August 2019 - Chik's Crib

07 August 2019

4-Day Trip to Bangkok: A Thai Getaway Part 2

August 07, 2019 0
4-Day Trip to Bangkok: A Thai Getaway Part 2
They say learning a bit of the local language goes a long way in applicability, and they're right! I've added Leo, Chang and Singha to my growing vocabulary, and my trip had been a blast. (It's not explicitly stated but presumably, said applicability involves a degree of intoxication) I love u Bangkok. Please accept my PR request. 



Breakfast was a latte brewed by expert hands at Roast (EmQuartier). And owing to our past experience in Pacamara, more of us opted for the iced coffee. It's a cup of frozen coffee cubes and topped with a dollop of milk foam, to which you pour cold milk in. Watch the coffee cubes mingle with the milk and make friends and get to know each other. It's very dramatic indeed.






We had a ramen stop at Ra-Men Bankara. That ramen's not bad at all, and quite good actually, even for me who’s not planning to eat ramen in Thailand. I can see why the restaurant's a local favourite, and despite the signature dish being the Bankara broth, we kinda preferred the thicker and richer tonkatsu broth. 

We split up into two groups - some of us wanted to check out Mega Plaza, the biggest toy mall in Thailand. But I wanted to tour the Grand Palace and Wat Arun, and maybe sneak in some massage time at Wat Pho's massage school. 



I bought jeans to tour the Grand Palace, but I just couldn't bear to put them on in the sweltering heat. Instead, we bought elephant pants at a street side store across the Grand Palace for 100 baht. It's nice and comfortable, and feels just as cool and airy as if I'd been wearing shorts. The Grand Palace has some pretty remarkable structures, and compared to our last palace experience at Korea's Gyeongbokgung, was definitely more opulent. The entrance fee of 500 baht was pretty steep, so try to check Klook for discounts prior to your trip. 
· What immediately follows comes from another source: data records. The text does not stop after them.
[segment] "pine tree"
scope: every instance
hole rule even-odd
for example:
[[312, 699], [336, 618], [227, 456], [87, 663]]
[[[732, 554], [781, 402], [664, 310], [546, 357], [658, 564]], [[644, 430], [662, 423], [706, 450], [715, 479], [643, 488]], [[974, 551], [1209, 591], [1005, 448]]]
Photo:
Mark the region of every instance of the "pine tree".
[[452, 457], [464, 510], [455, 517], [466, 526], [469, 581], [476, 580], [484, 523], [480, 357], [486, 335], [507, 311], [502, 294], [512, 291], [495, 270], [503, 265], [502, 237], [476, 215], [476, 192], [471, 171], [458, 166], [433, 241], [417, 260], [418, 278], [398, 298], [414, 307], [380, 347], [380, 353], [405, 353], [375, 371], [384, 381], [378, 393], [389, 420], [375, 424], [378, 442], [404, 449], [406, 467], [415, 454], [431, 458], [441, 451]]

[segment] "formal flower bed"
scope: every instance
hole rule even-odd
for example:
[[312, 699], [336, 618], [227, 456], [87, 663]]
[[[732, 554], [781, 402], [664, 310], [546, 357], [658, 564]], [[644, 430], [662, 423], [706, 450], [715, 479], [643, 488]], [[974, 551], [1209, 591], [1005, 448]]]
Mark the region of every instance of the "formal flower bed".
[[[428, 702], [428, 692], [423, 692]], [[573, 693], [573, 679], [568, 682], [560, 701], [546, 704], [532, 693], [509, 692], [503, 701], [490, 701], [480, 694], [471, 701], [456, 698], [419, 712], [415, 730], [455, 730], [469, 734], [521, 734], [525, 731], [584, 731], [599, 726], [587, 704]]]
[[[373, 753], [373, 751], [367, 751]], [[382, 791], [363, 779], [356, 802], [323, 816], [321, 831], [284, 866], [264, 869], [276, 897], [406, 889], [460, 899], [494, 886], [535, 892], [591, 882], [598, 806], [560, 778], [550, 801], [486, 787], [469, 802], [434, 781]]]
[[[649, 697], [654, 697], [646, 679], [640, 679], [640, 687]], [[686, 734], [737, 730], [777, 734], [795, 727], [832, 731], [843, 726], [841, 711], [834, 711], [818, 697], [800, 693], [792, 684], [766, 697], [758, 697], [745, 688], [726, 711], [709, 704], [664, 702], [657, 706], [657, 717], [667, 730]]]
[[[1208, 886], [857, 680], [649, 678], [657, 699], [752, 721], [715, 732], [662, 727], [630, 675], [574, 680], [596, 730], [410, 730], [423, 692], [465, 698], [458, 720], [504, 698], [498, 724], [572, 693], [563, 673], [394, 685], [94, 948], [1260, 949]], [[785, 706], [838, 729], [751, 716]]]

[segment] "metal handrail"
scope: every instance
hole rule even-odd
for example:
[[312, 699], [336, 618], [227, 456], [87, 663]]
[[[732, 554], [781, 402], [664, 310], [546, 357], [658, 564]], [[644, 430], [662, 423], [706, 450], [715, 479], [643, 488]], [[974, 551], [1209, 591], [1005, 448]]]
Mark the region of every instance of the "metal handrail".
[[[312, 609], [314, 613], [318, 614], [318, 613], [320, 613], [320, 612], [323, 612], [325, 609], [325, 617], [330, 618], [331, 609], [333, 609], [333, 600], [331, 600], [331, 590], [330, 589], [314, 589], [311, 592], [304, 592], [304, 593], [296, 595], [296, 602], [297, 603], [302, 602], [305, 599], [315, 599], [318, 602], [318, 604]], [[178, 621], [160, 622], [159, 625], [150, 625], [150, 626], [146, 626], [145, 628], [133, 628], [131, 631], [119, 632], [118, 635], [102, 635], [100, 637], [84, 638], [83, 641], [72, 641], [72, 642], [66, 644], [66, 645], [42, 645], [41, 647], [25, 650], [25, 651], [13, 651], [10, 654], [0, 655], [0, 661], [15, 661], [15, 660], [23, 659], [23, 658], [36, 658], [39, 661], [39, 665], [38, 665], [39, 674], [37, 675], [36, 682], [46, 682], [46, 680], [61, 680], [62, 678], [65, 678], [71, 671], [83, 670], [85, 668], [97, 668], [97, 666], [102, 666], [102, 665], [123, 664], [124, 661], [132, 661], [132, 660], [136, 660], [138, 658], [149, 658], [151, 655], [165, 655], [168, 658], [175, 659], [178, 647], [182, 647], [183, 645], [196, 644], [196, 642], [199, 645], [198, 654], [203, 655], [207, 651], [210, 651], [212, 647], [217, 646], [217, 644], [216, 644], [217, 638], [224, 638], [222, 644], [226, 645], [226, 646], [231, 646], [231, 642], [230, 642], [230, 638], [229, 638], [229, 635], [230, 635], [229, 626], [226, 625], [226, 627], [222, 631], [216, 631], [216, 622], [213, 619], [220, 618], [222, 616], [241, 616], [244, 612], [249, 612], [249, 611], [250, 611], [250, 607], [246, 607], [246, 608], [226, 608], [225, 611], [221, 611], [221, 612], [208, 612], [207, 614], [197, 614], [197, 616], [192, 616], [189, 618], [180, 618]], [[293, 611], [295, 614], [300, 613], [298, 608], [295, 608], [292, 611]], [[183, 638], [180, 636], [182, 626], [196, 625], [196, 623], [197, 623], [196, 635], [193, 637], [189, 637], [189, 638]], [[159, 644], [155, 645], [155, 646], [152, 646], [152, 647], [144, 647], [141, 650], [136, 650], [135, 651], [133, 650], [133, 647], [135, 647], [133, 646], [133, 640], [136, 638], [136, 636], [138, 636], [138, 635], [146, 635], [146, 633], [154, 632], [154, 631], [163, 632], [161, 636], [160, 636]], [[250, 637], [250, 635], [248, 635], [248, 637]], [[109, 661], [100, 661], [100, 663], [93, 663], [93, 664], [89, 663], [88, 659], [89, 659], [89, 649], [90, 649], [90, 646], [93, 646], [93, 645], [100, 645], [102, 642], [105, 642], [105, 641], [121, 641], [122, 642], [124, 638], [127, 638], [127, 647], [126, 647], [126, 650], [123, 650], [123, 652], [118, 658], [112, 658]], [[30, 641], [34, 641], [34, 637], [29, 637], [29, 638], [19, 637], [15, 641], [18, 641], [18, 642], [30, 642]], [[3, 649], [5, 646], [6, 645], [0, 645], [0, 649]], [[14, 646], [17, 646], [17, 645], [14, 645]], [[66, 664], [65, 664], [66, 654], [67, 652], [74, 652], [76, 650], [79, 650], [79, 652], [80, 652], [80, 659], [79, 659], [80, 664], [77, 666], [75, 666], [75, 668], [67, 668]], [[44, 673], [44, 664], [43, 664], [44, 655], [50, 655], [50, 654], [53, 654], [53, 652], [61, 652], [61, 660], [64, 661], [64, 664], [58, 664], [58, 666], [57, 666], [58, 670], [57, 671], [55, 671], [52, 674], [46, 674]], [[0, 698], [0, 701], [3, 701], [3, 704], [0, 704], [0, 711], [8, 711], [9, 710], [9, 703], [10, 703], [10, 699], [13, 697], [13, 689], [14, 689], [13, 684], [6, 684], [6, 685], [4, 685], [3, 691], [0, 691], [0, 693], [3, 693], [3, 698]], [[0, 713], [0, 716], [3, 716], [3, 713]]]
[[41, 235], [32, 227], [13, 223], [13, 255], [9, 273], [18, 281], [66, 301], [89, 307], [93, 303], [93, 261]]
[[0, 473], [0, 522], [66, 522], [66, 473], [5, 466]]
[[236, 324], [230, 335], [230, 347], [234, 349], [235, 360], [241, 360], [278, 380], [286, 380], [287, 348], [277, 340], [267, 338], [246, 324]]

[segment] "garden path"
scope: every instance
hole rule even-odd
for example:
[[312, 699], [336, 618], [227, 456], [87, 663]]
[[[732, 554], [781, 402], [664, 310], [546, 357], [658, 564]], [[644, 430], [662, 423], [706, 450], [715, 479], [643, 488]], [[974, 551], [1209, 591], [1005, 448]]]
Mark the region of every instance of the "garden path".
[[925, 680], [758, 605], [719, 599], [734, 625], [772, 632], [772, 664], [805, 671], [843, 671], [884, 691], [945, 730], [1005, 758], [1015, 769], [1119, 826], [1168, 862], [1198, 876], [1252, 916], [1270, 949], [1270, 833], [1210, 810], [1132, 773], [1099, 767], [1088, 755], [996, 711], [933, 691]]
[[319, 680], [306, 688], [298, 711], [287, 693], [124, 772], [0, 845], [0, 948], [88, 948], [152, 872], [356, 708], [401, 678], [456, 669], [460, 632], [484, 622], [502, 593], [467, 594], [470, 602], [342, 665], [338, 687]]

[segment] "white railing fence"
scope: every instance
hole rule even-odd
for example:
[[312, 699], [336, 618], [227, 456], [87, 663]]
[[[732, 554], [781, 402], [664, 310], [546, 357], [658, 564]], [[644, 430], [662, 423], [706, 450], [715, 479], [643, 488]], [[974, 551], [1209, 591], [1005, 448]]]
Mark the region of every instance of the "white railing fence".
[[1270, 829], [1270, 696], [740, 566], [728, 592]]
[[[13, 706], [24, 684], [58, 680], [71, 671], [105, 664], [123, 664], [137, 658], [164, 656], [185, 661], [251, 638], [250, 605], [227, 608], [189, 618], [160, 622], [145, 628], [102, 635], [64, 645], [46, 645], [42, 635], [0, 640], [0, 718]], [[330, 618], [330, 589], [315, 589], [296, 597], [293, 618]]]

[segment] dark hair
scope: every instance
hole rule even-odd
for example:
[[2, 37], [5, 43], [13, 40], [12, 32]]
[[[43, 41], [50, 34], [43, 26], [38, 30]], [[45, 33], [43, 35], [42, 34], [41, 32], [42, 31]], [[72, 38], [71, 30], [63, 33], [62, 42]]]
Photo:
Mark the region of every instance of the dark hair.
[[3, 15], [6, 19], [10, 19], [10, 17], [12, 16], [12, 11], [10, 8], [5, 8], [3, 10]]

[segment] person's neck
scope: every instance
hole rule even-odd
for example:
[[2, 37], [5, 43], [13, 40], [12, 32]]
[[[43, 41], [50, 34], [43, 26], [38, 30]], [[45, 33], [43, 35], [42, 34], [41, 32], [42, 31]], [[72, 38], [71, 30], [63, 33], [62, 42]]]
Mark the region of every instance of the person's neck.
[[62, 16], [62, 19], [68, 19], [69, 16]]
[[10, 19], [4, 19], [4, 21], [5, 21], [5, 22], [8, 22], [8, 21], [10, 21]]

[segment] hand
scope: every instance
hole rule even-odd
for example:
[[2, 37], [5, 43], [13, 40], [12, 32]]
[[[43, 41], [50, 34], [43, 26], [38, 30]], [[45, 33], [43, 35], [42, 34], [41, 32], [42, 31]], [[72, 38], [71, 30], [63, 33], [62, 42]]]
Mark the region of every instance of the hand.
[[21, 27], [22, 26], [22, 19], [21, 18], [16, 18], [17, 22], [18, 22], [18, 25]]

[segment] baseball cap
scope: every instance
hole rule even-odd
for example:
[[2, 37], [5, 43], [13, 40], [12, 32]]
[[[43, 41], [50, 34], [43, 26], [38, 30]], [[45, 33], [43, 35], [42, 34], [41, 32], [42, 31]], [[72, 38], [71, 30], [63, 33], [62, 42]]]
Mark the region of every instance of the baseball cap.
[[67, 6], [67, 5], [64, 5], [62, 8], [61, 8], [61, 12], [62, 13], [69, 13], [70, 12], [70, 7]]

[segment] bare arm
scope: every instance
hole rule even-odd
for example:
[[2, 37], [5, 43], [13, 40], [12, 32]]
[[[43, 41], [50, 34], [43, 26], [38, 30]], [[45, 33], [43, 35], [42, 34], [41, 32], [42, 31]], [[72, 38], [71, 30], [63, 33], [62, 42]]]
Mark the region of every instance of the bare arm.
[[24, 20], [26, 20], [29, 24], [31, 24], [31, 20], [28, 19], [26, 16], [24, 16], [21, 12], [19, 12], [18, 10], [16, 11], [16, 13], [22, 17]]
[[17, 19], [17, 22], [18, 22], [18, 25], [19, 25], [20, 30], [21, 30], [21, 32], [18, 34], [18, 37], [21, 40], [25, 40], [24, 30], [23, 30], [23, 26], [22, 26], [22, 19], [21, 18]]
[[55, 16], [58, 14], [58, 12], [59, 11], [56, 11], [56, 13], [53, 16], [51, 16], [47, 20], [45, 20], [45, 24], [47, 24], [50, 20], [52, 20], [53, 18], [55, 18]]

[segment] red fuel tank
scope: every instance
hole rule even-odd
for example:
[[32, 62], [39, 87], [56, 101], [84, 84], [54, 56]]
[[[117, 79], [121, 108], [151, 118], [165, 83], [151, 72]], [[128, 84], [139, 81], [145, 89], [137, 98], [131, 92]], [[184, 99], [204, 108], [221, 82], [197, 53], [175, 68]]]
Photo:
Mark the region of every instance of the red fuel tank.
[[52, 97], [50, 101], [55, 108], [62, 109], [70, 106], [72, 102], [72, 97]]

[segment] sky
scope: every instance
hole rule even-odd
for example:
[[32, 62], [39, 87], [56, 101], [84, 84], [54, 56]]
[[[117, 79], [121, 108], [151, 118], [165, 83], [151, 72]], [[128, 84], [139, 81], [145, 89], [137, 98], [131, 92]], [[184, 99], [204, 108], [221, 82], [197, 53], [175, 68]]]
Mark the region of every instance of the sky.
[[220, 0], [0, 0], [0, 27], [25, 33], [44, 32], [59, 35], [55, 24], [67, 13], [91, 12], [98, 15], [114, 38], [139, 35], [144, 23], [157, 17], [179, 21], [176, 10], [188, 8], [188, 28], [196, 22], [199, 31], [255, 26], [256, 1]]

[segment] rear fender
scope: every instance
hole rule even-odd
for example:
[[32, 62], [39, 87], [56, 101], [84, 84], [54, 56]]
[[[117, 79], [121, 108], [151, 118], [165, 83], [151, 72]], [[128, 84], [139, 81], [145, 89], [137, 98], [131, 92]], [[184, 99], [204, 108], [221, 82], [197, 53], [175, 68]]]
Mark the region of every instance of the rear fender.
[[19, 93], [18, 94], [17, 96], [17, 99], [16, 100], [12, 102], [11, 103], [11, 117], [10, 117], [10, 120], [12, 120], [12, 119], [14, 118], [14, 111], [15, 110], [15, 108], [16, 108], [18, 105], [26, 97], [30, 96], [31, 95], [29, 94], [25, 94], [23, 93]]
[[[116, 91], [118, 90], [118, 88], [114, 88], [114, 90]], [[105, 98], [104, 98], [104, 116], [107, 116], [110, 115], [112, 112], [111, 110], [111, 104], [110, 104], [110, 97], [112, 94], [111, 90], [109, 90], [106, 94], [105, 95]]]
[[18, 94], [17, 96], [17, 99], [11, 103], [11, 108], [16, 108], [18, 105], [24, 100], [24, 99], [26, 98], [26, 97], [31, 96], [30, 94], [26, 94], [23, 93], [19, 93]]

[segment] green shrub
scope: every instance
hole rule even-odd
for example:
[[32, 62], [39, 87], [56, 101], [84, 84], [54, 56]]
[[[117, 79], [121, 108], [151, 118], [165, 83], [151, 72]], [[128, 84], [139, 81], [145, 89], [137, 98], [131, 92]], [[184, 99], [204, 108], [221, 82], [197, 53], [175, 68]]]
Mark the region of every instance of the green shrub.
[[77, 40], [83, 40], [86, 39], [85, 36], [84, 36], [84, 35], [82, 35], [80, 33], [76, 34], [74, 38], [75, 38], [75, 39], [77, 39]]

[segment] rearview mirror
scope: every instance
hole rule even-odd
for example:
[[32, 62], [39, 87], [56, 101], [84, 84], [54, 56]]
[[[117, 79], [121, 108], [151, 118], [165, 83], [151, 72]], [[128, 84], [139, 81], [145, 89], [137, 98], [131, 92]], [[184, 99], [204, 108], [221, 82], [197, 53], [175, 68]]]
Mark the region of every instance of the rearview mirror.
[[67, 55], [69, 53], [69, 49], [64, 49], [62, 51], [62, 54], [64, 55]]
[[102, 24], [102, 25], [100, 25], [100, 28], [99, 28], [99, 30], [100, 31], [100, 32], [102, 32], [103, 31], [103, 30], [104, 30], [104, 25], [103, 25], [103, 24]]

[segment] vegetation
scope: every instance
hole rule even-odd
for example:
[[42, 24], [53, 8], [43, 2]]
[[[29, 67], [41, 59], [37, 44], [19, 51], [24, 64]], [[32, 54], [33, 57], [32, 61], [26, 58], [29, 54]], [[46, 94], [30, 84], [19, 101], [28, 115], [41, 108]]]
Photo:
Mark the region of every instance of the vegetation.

Walking around the estate took more time than I thought (and in fact someone half-jokingly said "If it costs 500 baht, we're stay here until closing time.") But mostly, there was just so much to see, and afterwards, we didn't have enough time to cross the river to Wat Arun. (Something that I was low-key grateful; all the heat was making me a little spazed.) We sought out the comfort of dinner at Som Tum Nua, a casual eatery serving Thai street food (at restaurant-level cleanliness!). The fried chicken was so good, we ordered another round. Their Grilled pork neck was plenty delicious too. But despite claims telling us the Som Tum (green papaya salad) was toned down for foreigners, we still thought it really spicy and couldn't finish despite our best efforts.



Our after dinner stroll also brought us to Terminal 21, an airport-theme shopping centre with each level corresponding to a particular country. It was pretty cool, especially when some stores of each floor correspond to the type of country they're from.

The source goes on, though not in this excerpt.